Warning:
This wiki has been archived and is now read-only.

EPIM ReportingHub

From RDF Data Shapes Working Group
Jump to: navigation, search

This page describes a use case of constraint checking and data transformation that should be of interest to the WG. This work was undertaken by TopQuadrant and partners including Franz, Inc. for a large Norwegian Oil and Gas project. The resulting EPIM ReportingHub system has been in production since 2012. You can find more technical presentations about this via Google (e.g. https://www.posccaesar.org/svn/pub/SemanticDays/2012/Presentations/May9/10_David_Price.pdf). TopQuadrant has since worked on two equally large and complete applications EPIM EnvironmentHub and EPIM LogisticsHub, all delivered as SaaS with ongoing support for years to come.

In a nutshell, the system is a server that is used by oil producers to upload daily and monthly drilling reports in a pre-defined XML format. The data gets checked against XSD constraints and is then converted into a canonical RDF representation where each XML element essentially becomes an instance of an OWL ontology derived from the XSD. Those RDF instances are then validated against basic integrity constraints, for example to verify that the well bores in the document correspond to a background data (NPD Fact Pages). Those NPD Fact Pages are in a specific named graph based on a different ontology from incoming data.

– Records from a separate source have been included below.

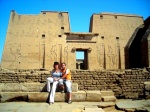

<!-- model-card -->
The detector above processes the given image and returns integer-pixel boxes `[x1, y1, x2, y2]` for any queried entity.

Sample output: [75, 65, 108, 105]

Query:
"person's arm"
[61, 69, 69, 79]
[50, 70, 54, 77]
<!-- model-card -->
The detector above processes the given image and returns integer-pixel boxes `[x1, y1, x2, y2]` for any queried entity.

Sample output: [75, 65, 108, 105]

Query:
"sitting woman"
[47, 62, 62, 105]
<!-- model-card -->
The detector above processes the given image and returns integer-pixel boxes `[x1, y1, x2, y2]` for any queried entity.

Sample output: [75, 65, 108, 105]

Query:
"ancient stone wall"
[90, 13, 144, 69]
[1, 11, 146, 70]
[0, 69, 150, 98]
[1, 11, 70, 69]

Here is an example SPIN constraint from that step:

 CONSTRUCT {
    _:cv a spin:ConstraintViolation ;
        spin:violationRoot ?this ;
        spin:violationPath ddr:nameWellbore ;
        rdfs:label ?message .
 }
 WHERE {
    ?this ep-lib:nameWellbore ?wellBoreName .
    BIND (rhspin:wellBoreByName(?wellBoreName) AS ?wellBore) .
    FILTER (!bound(?wellBore)) .
    BIND (fn:concat("[RH-19] Fact Pages validation of the XML file failed with the following error: Unregistered well bore name ", ?wellBoreName) AS ?message) .
 }

The query above makes use of SPIN functions such as rhspin:wellBoreByName - essentially stored procedures. If such a SPIN function is called, a nested SELECT query is executed. This makes the resulting queries much more readable and modular than having to repeat the same logic again and again.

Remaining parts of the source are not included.